Realistically speaking, you could spend a lot of time trying to reverse engineer and understand hardware from a completely blackbox perspective. But, if we’re on a short timeline and are trying to hack a full environment, we probably can’t justify spending an entire week trying to find all of the debug interfaces or some obscure side-channel that lets us listen to very specific bits. JTAG is cool, but how often are you going to be able to get direct access to a board to hook up wires?

hak5 Finally, I have a use for all of the Hak5 gear I wanted to buy but could never justify because I can only hack myself for so long! (Courtesy: Hak5)

For low-hanging fruit, depending on the environment, the first places we should be looking are USB, Ethernet, and any displays we can physically touch. Especially when you’re dealing with kiosk devices, there’s many things to try:

  • k e y b o a r d: If there’s USB exposed, it’s absolutely worth trying to plug in some sort of peripheral like a keyboard or a mouse to see if you can use it to break out and work with the operating system itself. In the real world, you might automate all of the keystrokes you want with some programmable USB.
  • USB to Ethernet: If USB really isn’t locked down, another type of attack to consider is plugging in a USB to Ethernet cable to get access to the local network.

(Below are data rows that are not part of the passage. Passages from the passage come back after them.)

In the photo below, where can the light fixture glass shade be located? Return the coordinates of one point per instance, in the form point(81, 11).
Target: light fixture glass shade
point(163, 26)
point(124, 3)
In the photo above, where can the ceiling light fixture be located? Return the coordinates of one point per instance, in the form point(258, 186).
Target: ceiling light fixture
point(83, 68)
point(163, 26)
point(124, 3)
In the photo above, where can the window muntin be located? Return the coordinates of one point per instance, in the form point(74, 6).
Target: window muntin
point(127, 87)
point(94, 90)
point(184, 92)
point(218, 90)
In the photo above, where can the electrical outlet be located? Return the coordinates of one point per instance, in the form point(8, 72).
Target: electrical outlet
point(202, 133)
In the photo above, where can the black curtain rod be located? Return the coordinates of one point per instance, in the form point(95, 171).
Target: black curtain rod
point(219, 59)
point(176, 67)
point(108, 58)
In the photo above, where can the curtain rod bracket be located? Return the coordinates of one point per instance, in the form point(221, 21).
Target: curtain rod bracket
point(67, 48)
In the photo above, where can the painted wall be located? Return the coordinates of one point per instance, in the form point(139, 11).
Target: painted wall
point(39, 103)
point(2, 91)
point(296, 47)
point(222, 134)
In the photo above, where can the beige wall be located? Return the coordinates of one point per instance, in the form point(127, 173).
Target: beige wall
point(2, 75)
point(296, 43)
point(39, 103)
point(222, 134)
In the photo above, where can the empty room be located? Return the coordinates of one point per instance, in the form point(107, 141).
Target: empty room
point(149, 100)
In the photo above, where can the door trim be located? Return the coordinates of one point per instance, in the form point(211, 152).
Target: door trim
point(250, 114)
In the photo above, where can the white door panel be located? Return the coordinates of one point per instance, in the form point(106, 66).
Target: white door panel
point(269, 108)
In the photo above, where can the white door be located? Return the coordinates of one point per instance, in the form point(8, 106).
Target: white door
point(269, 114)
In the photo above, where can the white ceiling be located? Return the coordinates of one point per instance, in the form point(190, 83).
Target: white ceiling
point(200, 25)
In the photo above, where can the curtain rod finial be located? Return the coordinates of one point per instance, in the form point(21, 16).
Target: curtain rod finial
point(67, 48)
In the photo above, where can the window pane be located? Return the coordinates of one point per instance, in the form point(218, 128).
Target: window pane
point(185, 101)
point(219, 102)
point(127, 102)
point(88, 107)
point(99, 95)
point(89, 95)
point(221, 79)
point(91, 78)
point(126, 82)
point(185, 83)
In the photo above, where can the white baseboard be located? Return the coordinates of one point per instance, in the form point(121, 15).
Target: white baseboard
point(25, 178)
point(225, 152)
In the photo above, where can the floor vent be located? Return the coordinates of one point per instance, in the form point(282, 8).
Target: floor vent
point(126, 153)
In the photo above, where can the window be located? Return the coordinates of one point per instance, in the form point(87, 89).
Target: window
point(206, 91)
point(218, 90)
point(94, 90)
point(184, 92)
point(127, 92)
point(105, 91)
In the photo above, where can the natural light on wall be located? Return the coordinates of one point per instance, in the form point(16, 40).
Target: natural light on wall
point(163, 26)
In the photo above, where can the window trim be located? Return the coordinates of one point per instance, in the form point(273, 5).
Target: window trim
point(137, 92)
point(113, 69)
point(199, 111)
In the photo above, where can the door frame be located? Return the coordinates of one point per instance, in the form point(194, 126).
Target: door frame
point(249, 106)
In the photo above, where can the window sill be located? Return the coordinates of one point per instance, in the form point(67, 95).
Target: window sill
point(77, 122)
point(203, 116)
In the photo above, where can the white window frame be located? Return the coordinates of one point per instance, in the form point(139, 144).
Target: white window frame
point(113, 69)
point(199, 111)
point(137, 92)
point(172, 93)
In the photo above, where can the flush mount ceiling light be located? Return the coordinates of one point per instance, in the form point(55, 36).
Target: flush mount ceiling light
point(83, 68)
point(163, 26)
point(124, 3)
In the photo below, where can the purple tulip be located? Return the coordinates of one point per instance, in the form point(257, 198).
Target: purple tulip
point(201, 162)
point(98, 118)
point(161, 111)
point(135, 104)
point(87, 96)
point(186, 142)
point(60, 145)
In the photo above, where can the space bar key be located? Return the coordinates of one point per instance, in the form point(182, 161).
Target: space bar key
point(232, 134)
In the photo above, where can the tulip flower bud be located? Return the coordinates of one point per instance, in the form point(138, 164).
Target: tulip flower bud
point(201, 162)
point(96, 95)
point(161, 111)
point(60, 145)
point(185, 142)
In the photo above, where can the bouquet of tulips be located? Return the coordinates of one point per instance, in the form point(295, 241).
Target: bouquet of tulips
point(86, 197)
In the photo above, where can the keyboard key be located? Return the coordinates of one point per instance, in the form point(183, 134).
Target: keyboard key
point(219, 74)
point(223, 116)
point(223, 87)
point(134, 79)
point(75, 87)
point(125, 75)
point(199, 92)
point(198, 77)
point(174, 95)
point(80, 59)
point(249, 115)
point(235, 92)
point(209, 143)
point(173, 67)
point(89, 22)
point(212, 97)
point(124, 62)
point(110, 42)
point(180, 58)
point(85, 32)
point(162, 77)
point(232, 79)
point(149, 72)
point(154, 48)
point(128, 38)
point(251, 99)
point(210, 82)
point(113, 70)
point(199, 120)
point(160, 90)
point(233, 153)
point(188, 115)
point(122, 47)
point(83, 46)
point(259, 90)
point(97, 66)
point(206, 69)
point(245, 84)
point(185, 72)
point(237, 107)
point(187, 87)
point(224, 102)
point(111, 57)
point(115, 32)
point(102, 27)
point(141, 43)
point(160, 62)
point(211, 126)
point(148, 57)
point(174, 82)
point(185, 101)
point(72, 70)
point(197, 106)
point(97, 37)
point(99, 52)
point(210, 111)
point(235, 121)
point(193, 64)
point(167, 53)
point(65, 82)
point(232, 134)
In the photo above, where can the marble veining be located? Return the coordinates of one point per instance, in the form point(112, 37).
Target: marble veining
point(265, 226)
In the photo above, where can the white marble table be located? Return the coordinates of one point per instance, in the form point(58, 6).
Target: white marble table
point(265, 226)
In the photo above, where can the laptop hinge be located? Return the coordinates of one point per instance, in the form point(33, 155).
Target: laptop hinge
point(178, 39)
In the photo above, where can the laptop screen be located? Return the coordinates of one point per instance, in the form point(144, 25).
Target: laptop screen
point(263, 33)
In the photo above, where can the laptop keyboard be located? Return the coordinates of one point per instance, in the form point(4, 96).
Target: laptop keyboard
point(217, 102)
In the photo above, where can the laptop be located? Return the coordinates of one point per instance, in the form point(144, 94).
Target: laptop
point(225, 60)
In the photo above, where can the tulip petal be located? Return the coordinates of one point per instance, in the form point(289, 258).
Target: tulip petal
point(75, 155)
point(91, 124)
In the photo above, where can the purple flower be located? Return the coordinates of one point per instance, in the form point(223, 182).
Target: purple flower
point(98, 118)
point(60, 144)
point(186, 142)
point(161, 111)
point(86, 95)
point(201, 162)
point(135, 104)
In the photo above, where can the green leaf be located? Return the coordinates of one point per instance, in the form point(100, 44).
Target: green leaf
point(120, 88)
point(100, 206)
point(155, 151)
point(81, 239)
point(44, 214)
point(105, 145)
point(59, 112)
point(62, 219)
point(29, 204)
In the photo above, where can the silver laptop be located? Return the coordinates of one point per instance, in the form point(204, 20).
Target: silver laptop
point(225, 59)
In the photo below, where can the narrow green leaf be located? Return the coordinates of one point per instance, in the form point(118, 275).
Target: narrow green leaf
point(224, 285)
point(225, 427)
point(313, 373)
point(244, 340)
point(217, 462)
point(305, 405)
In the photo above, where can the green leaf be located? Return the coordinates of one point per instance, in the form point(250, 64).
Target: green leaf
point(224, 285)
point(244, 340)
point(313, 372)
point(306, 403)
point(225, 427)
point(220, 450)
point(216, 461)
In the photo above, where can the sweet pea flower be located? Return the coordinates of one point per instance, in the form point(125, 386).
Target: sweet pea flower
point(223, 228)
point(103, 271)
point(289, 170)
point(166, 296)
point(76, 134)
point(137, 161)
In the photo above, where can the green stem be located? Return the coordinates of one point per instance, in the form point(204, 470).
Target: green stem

If the kiosk is serving some sort of debug interface (e.g. telnet, adb), this could be another way to get foothold.
  • Network Tap: MITM/AITM attacks aren’t always feasible when you’re working from a remote position, but when you’re in person, why not try and tap the network? You may find that some local networks make the assumption that it’s okay to run cleartext protocols in a network where people aren’t usually connecting workstations, but depending on the circumstances, those assumptions can easily be challenged.
  • literally anything with a flipper zero: This thing does it all. You can clone RFID, send out infrared, attack Wi-Fi, be a rubber ducky, and that’s just the basic stuff.

Like most disciplines of security, there’s levels to this, so deciding how deep you want to go is important to ensure you’re spending your time wisely.

You also don’t need to buy $1000 of Hak5 gear to do any of these attacks. They’re good quality builds, but unless you need something super low profile like an OMG Cable, it’s actually not hard to build a lot of these on your own.